The simplest way to avoid this is to draft a will specifying exactly how certain debts should be paid, because Kentucky law states that all debts must be settled before any remaining assets are distributed.
Who settles the debts?
In the event of your death, a personal representative is appointed to handle your estate distribution. The personal representative is either an executor or an administrator. The naming of an executor is a requirement for a valid will in Kentucky. An administrator is appointed by a court for Kentucky residents who die without a will.
It is important to note that a person who owed money to you may still serve as the executor of your estate. Both administrators and executors are tasked with managing all aspects of the estate, including taking care of the debts.

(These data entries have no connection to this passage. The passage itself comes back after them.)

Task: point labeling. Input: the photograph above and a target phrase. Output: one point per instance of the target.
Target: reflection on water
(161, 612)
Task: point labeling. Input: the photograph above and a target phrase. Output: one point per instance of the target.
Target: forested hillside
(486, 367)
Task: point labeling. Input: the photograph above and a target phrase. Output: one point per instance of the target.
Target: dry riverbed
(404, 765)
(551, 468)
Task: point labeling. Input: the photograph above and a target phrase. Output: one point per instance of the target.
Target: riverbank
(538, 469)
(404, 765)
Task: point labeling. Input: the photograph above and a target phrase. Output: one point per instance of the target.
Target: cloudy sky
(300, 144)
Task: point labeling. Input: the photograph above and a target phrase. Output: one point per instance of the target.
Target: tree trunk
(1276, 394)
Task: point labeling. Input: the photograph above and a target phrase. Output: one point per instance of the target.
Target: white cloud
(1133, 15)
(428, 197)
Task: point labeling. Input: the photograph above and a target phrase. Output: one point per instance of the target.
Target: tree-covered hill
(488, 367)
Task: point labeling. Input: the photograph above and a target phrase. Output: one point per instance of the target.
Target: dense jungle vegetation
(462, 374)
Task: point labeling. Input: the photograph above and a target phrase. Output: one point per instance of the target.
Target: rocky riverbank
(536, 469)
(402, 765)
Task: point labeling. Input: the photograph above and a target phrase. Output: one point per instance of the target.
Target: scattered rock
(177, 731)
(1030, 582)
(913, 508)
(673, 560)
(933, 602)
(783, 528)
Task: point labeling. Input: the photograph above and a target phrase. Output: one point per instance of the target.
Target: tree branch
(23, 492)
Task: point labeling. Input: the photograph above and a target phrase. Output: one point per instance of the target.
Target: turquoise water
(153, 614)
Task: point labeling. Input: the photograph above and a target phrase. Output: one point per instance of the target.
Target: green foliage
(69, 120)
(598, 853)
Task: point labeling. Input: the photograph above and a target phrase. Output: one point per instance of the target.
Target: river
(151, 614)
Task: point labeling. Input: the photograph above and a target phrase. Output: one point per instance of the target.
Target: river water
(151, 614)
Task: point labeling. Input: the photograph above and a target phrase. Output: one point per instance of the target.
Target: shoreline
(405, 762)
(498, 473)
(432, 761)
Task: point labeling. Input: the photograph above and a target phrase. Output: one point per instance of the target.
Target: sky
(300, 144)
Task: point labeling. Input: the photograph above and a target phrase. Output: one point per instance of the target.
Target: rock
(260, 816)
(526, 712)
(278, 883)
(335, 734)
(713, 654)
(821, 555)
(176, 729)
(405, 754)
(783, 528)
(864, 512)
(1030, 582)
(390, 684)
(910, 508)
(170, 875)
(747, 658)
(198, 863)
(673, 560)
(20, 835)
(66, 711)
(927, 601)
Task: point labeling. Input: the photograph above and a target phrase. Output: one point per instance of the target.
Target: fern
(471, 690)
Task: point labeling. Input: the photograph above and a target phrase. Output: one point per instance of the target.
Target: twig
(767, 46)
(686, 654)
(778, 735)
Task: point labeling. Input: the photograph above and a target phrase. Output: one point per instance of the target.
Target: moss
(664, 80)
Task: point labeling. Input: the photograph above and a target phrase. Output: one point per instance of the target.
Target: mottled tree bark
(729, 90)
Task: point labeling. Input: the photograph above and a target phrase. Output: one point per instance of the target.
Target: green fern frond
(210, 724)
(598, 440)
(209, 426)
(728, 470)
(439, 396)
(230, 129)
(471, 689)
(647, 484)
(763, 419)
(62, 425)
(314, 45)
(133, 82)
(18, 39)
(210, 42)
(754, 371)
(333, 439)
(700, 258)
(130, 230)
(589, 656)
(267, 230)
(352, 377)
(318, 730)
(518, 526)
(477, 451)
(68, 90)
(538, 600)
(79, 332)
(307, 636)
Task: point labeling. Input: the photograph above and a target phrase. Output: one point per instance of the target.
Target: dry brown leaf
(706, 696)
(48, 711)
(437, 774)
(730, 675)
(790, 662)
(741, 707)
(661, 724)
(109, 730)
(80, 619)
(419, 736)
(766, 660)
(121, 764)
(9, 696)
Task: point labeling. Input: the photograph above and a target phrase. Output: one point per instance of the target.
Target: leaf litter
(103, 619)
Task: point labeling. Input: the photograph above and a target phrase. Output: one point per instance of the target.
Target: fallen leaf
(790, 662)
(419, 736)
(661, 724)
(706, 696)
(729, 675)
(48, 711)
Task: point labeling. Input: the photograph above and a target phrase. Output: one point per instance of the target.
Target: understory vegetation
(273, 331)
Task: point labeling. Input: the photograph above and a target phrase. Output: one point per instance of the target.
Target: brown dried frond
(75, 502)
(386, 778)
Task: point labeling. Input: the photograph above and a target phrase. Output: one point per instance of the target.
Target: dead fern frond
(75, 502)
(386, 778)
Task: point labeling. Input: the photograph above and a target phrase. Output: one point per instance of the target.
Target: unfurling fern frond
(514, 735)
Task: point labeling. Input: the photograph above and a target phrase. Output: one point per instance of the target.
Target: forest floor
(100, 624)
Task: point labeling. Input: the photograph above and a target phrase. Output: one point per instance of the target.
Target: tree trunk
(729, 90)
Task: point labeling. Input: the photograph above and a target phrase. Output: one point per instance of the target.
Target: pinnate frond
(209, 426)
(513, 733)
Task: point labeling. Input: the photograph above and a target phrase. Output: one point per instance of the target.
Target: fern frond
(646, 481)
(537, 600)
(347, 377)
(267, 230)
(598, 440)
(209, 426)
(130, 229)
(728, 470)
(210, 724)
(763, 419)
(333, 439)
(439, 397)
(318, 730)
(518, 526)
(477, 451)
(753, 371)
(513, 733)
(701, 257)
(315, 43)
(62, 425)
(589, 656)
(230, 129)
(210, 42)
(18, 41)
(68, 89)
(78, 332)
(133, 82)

If you die without a will, your estate will go into probate. From there, any creditors will have 6 months from the date of the appointment of your personal representative to make a claim against your estate to collect their debt. This period is extended out to 2 years if there is no administrator appointed.
Creditors must file their claims in writing to either the personal representative or the clerk of probate court. If filed with probate court, it is necessary that the personal representative receive a copy of any claim for it to be considered valid and made part of the debt settlement process.
Which debts are paid first?
Once all creditors have filed their claims, debts are paid according to their priority, with certain creditors being named preferred creditors. Generally, funeral expenses and the costs of settling the estate are paid first, followed by tax debt. The remaining debt is paid after that.
If you are concerned about what will happen to your debt in the event of your death, there are helpful resources available. Speaking with an attorney who could help you develop a solid estate plan specifying the disposition of your debt could help provide you with peace of mind.